Der kleine Waldgeist Schimmer war anders als die anderen Waldgeister: Er war fast durchsichtig, so zart wie ein Sonnenstrahl, und deshalb sahen ihn die meisten Tiere gar nicht. Das machte Schimmer traurig. „Niemand sieht mich“, seufzte er. „Die anderen Waldgeister werden begrüßt und bewundert, aber ich bin unsichtbar. Ich bin bestimmt ganz unwichtig.“
Schimmer wünschte sich so sehr, dass ihn jemand bemerkte. Er winkte den Tieren zu, doch sie schauten durch ihn hindurch. Er rief ihnen Grüße zu, doch sie hörten ihn kaum. „Wozu bin ich überhaupt da, wenn mich niemand sieht?“, dachte Schimmer betrübt und versteckte sich hinter einem Farn.

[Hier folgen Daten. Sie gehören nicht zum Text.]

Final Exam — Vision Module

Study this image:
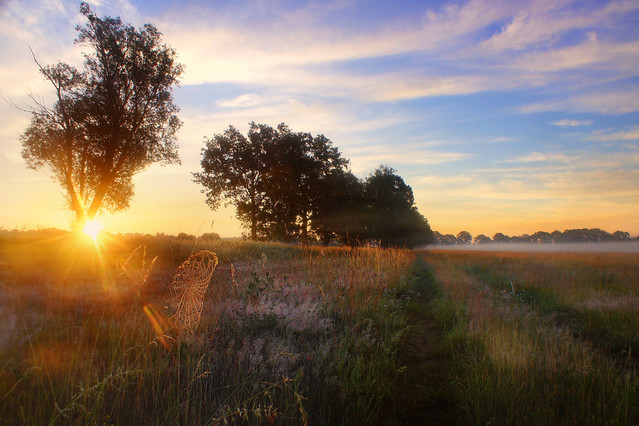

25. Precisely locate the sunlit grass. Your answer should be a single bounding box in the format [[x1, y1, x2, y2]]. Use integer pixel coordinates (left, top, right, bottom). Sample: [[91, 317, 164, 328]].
[[0, 234, 414, 424], [426, 253, 639, 424]]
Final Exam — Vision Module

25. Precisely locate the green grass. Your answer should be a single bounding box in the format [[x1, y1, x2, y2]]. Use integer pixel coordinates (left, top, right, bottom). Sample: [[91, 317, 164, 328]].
[[0, 231, 414, 424], [426, 252, 639, 425]]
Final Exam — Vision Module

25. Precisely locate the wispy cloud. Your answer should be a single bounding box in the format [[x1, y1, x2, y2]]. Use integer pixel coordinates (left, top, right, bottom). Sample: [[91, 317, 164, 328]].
[[507, 152, 579, 163], [550, 118, 592, 127], [585, 126, 639, 142]]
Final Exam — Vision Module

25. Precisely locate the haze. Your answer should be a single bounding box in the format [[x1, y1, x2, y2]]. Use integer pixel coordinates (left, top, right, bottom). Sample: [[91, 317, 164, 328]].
[[0, 0, 639, 237]]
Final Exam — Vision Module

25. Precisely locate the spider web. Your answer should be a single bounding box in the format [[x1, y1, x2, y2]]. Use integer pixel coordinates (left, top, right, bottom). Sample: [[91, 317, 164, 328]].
[[169, 250, 217, 334]]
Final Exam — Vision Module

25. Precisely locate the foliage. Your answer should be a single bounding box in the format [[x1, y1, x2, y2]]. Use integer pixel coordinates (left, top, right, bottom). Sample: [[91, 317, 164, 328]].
[[434, 228, 639, 245], [21, 3, 182, 228], [193, 122, 432, 247], [364, 166, 433, 248], [425, 252, 639, 424], [0, 232, 414, 425]]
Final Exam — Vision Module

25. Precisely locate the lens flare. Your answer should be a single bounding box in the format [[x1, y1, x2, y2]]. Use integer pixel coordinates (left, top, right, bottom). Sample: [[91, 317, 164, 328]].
[[82, 220, 104, 241]]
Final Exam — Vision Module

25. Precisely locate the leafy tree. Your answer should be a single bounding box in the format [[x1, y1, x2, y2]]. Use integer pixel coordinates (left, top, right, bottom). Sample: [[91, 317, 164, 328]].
[[21, 3, 182, 225], [193, 122, 278, 240], [493, 232, 512, 243], [268, 129, 348, 243], [457, 231, 473, 244], [364, 165, 433, 247], [475, 234, 492, 244]]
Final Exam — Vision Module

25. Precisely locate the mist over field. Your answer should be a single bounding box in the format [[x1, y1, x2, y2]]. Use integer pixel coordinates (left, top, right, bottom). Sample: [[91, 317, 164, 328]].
[[423, 241, 639, 253]]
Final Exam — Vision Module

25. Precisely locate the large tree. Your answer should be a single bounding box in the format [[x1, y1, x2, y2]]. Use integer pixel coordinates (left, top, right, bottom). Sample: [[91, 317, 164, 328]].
[[193, 122, 348, 242], [21, 3, 183, 225], [193, 122, 279, 240], [364, 165, 434, 248], [269, 126, 348, 243]]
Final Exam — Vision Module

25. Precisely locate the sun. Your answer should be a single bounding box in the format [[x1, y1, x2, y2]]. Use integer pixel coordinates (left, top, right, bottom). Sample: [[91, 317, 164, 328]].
[[82, 220, 104, 241]]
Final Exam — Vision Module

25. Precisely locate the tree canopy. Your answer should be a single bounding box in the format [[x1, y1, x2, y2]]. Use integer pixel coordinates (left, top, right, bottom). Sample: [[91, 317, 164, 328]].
[[193, 122, 433, 247], [21, 3, 183, 228]]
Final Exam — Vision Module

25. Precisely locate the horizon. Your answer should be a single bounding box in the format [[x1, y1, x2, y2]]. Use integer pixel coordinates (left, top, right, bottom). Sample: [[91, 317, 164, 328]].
[[0, 0, 639, 237]]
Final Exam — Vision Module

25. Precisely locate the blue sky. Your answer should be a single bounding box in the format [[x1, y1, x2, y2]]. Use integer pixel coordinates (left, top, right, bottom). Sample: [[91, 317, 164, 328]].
[[0, 0, 639, 236]]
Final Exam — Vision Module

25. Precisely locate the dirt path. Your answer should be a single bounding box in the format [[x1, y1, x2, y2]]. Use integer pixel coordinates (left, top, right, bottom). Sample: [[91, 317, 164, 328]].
[[398, 262, 453, 425]]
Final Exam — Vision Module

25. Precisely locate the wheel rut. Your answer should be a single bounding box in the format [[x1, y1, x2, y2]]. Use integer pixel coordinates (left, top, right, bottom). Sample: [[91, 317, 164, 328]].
[[397, 266, 454, 425]]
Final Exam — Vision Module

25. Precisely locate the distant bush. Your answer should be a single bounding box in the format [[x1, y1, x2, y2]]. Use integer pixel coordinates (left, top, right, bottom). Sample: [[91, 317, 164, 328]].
[[200, 232, 222, 241]]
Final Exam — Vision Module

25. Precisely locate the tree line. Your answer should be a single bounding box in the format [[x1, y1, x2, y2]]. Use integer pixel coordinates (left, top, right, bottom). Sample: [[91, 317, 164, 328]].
[[21, 3, 432, 247], [193, 122, 433, 247], [433, 228, 639, 245]]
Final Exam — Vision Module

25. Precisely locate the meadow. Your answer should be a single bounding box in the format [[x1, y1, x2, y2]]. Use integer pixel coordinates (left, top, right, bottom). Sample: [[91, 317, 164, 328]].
[[423, 251, 639, 425], [0, 233, 639, 425]]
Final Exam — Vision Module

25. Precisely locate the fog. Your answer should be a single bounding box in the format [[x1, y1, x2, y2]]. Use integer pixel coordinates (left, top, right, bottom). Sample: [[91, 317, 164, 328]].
[[422, 241, 639, 253]]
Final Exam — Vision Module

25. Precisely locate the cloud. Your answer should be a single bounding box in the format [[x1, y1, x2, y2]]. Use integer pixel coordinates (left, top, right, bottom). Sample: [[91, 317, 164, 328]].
[[550, 118, 592, 127], [519, 88, 639, 115], [507, 152, 579, 163], [585, 126, 639, 142]]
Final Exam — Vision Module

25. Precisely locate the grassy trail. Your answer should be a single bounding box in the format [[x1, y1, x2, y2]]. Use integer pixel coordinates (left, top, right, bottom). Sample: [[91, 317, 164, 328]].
[[398, 260, 453, 425]]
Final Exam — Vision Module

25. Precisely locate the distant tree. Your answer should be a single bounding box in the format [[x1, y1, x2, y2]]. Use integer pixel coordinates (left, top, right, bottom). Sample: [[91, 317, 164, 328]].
[[193, 122, 277, 240], [493, 232, 511, 243], [475, 234, 492, 244], [193, 122, 348, 242], [21, 3, 182, 226], [364, 165, 433, 247], [200, 232, 221, 241], [265, 124, 348, 243], [550, 230, 564, 243], [612, 231, 631, 241], [530, 231, 553, 243], [457, 231, 473, 244]]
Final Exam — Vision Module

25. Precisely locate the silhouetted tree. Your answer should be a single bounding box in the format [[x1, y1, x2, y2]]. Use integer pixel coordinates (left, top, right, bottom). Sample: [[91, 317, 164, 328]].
[[193, 122, 348, 242], [474, 234, 492, 244], [266, 124, 348, 243], [193, 122, 278, 240], [457, 231, 473, 244], [612, 231, 631, 241], [21, 3, 182, 225], [493, 232, 511, 243], [364, 165, 433, 247]]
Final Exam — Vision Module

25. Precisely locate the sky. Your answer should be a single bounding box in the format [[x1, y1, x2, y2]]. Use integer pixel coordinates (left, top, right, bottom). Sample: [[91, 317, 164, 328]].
[[0, 0, 639, 237]]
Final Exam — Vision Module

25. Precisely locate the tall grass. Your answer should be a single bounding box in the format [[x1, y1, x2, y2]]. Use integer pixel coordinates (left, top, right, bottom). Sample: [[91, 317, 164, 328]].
[[426, 252, 639, 425], [0, 231, 414, 424]]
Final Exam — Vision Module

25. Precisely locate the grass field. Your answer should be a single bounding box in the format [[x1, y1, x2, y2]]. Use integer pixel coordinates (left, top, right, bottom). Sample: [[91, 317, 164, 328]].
[[424, 248, 639, 425], [0, 233, 639, 425]]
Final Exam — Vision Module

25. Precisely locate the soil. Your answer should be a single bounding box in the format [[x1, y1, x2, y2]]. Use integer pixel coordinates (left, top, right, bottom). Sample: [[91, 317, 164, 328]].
[[397, 272, 454, 425]]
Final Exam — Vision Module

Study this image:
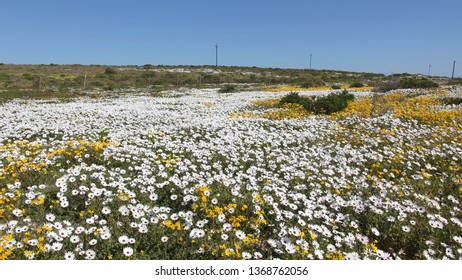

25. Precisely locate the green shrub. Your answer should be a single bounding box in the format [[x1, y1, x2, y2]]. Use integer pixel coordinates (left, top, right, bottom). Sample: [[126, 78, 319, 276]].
[[375, 75, 439, 92], [314, 89, 355, 114], [330, 85, 341, 89], [280, 91, 306, 104], [280, 90, 355, 114], [300, 76, 324, 88], [350, 81, 364, 88], [399, 78, 439, 88], [104, 67, 117, 75], [218, 84, 237, 93]]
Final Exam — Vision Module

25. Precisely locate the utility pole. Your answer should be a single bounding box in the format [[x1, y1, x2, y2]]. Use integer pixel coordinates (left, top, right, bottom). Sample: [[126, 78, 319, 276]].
[[215, 43, 218, 67], [451, 60, 456, 79], [310, 53, 313, 70]]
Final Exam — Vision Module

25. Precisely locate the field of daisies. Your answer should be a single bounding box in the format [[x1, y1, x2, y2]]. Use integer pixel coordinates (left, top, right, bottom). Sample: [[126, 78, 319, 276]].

Doch obwohl ihn niemand sah, konnte Schimmer eines besonders gut: anderen heimlich helfen. Weil ihn niemand bemerkte, konnte er Gutes tun, ohne Aufsehen zu erregen. Er richtete geknickte Blumen auf, befreite verhedderte Käfer und legte den Vögeln weiche Federn ins Nest – alles ganz still und unbemerkt.
Eines Tages bemerkte Schimmer, dass ein kleines Vogeljunges aus dem Nest gefallen war und hilflos am Boden saß. Schnell und unbemerkt schob Schimmer weiches Moos unter den Kleinen, damit er weich saß, und half ihm dann sanft, Stück für Stück zurück ins Nest zu klettern. Das Vogeljunge war gerettet – doch es hatte gar nicht gemerkt, wer ihm geholfen hatte.
„Wieder hat niemand gesehen, was ich getan habe“, seufzte Schimmer. Da hörte er die weise alte Eule, die im Baum saß. „Ich habe dich sehr wohl gesehen, kleiner Waldgeist“, sagte sie freundlich. „Ich sehe alles, was im Wald geschieht. Und ich sehe, wie viel Gutes du tust, ganz im Stillen, ohne dafür gelobt zu werden. Das ist etwas ganz Besonderes.“
Schimmer schaute überrascht auf. „Du siehst mich wirklich?“, fragte er. „Ja“, sagte die Eule. „Und weißt du was? Gerade weil dich niemand sieht, kannst du Gutes tun, ohne dafür Dank zu erwarten. Du hilfst aus reinem Herzen, einfach weil es richtig ist. Das ist die schönste Art zu helfen, die es gibt.“ Schimmer dachte über diese Worte nach.
Langsam verstand Schimmer. Er musste gar nicht gesehen werden, um wichtig zu sein. Seine stillen guten Taten machten den Wald jeden Tag ein bisschen schöner und glücklicher, auch wenn niemand wusste, wer dahintersteckte. „Ich bin gar nicht unwichtig“, sagte Schimmer. „Ich helfe im Verborgenen – und das ist genau richtig so.“
Von diesem Tag an war Schimmer nicht mehr traurig darüber, fast unsichtbar zu sein. Im Gegenteil – er war stolz auf seine besondere Gabe. Jeden Tag tat er heimlich Gutes, und sein Herz wurde dabei ganz warm und leicht. Und die alte Eule zwinkerte ihm manchmal zu, denn sie wusste ja, welch guter Waldgeist da im Stillen wirkte.
Am Abend, zufrieden nach einem Tag voller heimlicher guter Taten, kuschelte sich Schimmer in sein weiches Moosbett. „Ich muss nicht gesehen werden, um wichtig zu sein“, dachte er glücklich. Der Mond schien durch die Blätter, der Wald rauschte friedlich, und mit einem warmen, zufriedenen Herzen schlief der kleine Waldgeist Schimmer ein. Schlaf gut, Schimmer. Gute Nacht.